Gender and Christianity in Early Rus, c.988-1240. Translating Morality from Byzantium to the Medieval Slavonic World

Supervisor: Prof Simon Franklin

My research deals with the interaction of Christianity, gender and morality in the earliest cultural artefacts of the Slavonic world. The sources I plan to engage with include translations of Biblical passages and exegeses, as well as both translations and native compositions of hagiographies, liturgical texts, chronicles, icons, and a range of other "genres".

My research divides into three main focus questions:

  • What moral frameworks are established by expressions of gender in the cultural artefacts of Early Rus?
  • How do these frameworks interact with those identified in Byzantine traditions? In other words, to what extent do they form part of a consistent gender-based code of morality in the Orthodox oikoumene and, therefore, to what extent do they signify native distinction from that universe?
  • To what extent do expressions of gender in different contexts appear to be informed by Christian morality and in which ways precisely, in Byzantium and Early Rus comparatively? In other words, how do various constructions of genders (for example, monastic and dynastic) interact in different contexts in Rus as compared to their interactions in Byzantium?
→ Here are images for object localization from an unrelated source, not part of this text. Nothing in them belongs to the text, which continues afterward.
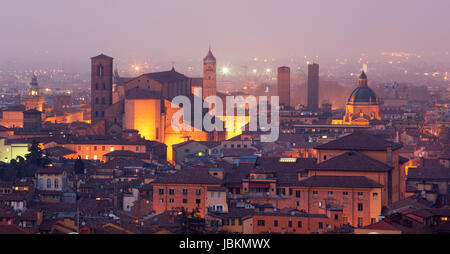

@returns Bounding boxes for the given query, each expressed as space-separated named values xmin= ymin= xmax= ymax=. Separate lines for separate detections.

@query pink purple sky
xmin=1 ymin=0 xmax=449 ymax=63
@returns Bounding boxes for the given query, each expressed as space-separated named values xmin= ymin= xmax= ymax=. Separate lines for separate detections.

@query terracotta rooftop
xmin=309 ymin=151 xmax=392 ymax=172
xmin=314 ymin=132 xmax=402 ymax=151
xmin=152 ymin=168 xmax=222 ymax=185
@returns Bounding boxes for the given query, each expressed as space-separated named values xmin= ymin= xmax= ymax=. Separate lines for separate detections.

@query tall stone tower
xmin=91 ymin=54 xmax=113 ymax=124
xmin=307 ymin=63 xmax=319 ymax=112
xmin=203 ymin=48 xmax=216 ymax=99
xmin=24 ymin=74 xmax=44 ymax=112
xmin=277 ymin=66 xmax=291 ymax=107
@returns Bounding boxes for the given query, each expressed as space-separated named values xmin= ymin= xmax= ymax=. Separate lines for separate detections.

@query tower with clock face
xmin=203 ymin=47 xmax=216 ymax=99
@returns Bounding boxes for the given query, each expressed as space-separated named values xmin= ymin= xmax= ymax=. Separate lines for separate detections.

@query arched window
xmin=54 ymin=179 xmax=59 ymax=189
xmin=98 ymin=65 xmax=104 ymax=77
xmin=47 ymin=179 xmax=51 ymax=189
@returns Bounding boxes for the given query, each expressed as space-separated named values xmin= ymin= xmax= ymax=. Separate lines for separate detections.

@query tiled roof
xmin=222 ymin=148 xmax=255 ymax=157
xmin=91 ymin=54 xmax=113 ymax=59
xmin=294 ymin=175 xmax=383 ymax=188
xmin=35 ymin=167 xmax=65 ymax=175
xmin=142 ymin=69 xmax=189 ymax=84
xmin=314 ymin=132 xmax=402 ymax=151
xmin=407 ymin=167 xmax=450 ymax=180
xmin=361 ymin=220 xmax=401 ymax=231
xmin=152 ymin=168 xmax=222 ymax=185
xmin=309 ymin=151 xmax=392 ymax=172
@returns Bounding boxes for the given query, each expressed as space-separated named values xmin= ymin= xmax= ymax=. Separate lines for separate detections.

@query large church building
xmin=89 ymin=50 xmax=227 ymax=162
xmin=342 ymin=71 xmax=381 ymax=125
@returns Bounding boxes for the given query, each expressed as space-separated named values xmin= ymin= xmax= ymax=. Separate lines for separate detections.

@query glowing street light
xmin=222 ymin=67 xmax=230 ymax=74
xmin=266 ymin=68 xmax=271 ymax=74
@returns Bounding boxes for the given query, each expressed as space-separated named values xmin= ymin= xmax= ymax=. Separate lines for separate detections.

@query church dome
xmin=347 ymin=71 xmax=378 ymax=104
xmin=347 ymin=87 xmax=378 ymax=104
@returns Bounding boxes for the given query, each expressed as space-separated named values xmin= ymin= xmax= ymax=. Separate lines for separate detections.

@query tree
xmin=25 ymin=140 xmax=44 ymax=166
xmin=74 ymin=156 xmax=85 ymax=174
xmin=177 ymin=207 xmax=205 ymax=234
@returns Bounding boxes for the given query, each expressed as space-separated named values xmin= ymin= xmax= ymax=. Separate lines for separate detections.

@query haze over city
xmin=1 ymin=0 xmax=450 ymax=72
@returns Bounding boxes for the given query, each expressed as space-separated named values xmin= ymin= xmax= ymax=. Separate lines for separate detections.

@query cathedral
xmin=342 ymin=71 xmax=381 ymax=125
xmin=90 ymin=49 xmax=229 ymax=162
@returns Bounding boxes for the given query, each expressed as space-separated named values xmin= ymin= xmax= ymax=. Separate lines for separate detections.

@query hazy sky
xmin=1 ymin=0 xmax=450 ymax=64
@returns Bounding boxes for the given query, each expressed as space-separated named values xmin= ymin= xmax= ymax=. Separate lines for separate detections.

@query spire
xmin=204 ymin=47 xmax=216 ymax=62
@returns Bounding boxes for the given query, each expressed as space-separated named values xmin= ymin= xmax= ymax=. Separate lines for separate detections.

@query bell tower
xmin=91 ymin=54 xmax=113 ymax=124
xmin=203 ymin=47 xmax=216 ymax=99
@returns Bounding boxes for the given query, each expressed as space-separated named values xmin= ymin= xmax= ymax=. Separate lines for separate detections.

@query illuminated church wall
xmin=123 ymin=98 xmax=162 ymax=141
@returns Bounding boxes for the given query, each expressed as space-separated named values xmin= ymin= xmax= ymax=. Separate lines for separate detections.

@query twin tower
xmin=277 ymin=63 xmax=319 ymax=111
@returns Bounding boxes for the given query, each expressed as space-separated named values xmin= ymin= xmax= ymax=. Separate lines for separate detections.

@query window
xmin=343 ymin=191 xmax=348 ymax=198
xmin=183 ymin=189 xmax=188 ymax=195
xmin=169 ymin=189 xmax=174 ymax=195
xmin=277 ymin=188 xmax=286 ymax=196
xmin=334 ymin=214 xmax=339 ymax=220
xmin=159 ymin=188 xmax=164 ymax=195
xmin=196 ymin=199 xmax=201 ymax=204
xmin=136 ymin=146 xmax=139 ymax=152
xmin=98 ymin=65 xmax=104 ymax=77
xmin=358 ymin=217 xmax=363 ymax=227
xmin=94 ymin=146 xmax=97 ymax=151
xmin=101 ymin=97 xmax=105 ymax=104
xmin=323 ymin=155 xmax=327 ymax=160
xmin=39 ymin=179 xmax=43 ymax=189
xmin=54 ymin=179 xmax=59 ymax=189
xmin=328 ymin=191 xmax=333 ymax=196
xmin=371 ymin=218 xmax=377 ymax=224
xmin=231 ymin=219 xmax=235 ymax=226
xmin=318 ymin=222 xmax=323 ymax=229
xmin=210 ymin=192 xmax=214 ymax=198
xmin=297 ymin=221 xmax=302 ymax=228
xmin=169 ymin=199 xmax=174 ymax=203
xmin=373 ymin=192 xmax=378 ymax=200
xmin=274 ymin=220 xmax=278 ymax=227
xmin=196 ymin=189 xmax=201 ymax=195
xmin=95 ymin=97 xmax=99 ymax=104
xmin=183 ymin=199 xmax=187 ymax=204
xmin=239 ymin=220 xmax=243 ymax=226
xmin=313 ymin=190 xmax=318 ymax=198
xmin=358 ymin=203 xmax=363 ymax=211
xmin=47 ymin=179 xmax=51 ymax=189
xmin=288 ymin=221 xmax=292 ymax=228
xmin=358 ymin=192 xmax=363 ymax=197
xmin=257 ymin=220 xmax=265 ymax=226
xmin=78 ymin=146 xmax=81 ymax=151
xmin=296 ymin=190 xmax=301 ymax=198
xmin=102 ymin=146 xmax=106 ymax=151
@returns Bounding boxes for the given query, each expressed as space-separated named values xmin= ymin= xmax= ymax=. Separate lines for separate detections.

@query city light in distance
xmin=222 ymin=67 xmax=230 ymax=74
The course of study seeks first and foremost to contribute to our understanding of the culture of Early Rus, using gender as a case study within a broader discussion of cultural translation from the Byzantine to the Slavonic world. The notion of cultural translation remains fundamental to most analyses of the cultural artefacts of Early Rus, and my proposed project marks a new approach to the question of translation - one inspired by scholarship on the medieval Latinate kingdoms and Byzantine world, where analyses informed by gender have shaped our understanding of "medieval mentalities" in these contexts.